Noah’s Mogollon Monster 100 Mile (18,000+ elevation gain) Ultra Race Report + Training Overview

Why Every Triathlete and Runner Needs to Try a Long Endurance Run

I wrapped up the Mogollon Monster 100 mile ultramarathon (The Mogollon Monster 100 is a rugged, 18000 feet of climbing, challenging trail race, which requires qualification) in the small town of Pine, Arizona.

Running 100 miles is something that I would have never even deemed possible a few years ago at the age of 22, heck even a year ago. I’ve always been someone who is addicted to the process, the process of putting in consistent effort day-by-day where you don’t see any immediate results, but over a few weeks, months, years you can see all of your hard work pay off. The process is what gets me excited.

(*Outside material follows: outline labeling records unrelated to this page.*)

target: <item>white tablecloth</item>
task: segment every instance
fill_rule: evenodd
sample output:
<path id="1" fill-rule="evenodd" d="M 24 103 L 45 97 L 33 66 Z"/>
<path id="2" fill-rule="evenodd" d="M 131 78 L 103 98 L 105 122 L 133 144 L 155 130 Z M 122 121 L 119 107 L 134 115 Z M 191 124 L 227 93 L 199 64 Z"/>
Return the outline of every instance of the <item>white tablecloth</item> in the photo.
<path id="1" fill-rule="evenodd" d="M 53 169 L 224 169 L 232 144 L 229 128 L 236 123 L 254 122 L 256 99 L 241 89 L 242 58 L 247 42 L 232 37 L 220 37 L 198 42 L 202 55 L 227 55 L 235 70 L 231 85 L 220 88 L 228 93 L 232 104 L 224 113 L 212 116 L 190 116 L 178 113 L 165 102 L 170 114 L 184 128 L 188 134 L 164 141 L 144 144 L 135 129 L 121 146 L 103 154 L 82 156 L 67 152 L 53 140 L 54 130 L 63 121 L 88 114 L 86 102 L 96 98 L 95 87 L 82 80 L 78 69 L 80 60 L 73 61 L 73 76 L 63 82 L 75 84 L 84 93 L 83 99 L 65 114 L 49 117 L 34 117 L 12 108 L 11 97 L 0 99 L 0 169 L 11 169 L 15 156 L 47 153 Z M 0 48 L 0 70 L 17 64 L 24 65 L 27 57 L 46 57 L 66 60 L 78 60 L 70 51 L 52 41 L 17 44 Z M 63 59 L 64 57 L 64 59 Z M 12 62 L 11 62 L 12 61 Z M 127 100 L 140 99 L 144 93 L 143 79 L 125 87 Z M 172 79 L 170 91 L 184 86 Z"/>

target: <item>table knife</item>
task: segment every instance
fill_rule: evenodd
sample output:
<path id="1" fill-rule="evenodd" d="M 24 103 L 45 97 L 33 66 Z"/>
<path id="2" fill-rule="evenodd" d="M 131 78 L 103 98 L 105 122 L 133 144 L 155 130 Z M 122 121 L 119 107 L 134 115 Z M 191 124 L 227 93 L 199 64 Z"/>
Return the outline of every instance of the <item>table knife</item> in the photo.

Race week: I don’t usually look forward to a taper as it means very little running, which can be difficult after the extent of the weekly miles needed for a 100-mile race. However, I know tapers are necessary and extremely beneficial to perform your best. I spent this week focusing on recovery, hydration, and getting in quality nutrition. I headed to Pine, Arizona a few days before the race to settle in and ensure that everything was ready for race day – drop bags, crew instructions, navigation, etc. Around this time I also began carb loading for the race by shifting around 70% of my caloric intake to easily digestible carbs (sweet potatoes, rice, white bread). Since Pine is also higher in altitude (around 6k feet) and hotter than what I’m used to, I also ensured that my electrolyte balance was topped off and that I was drinking a lot of water.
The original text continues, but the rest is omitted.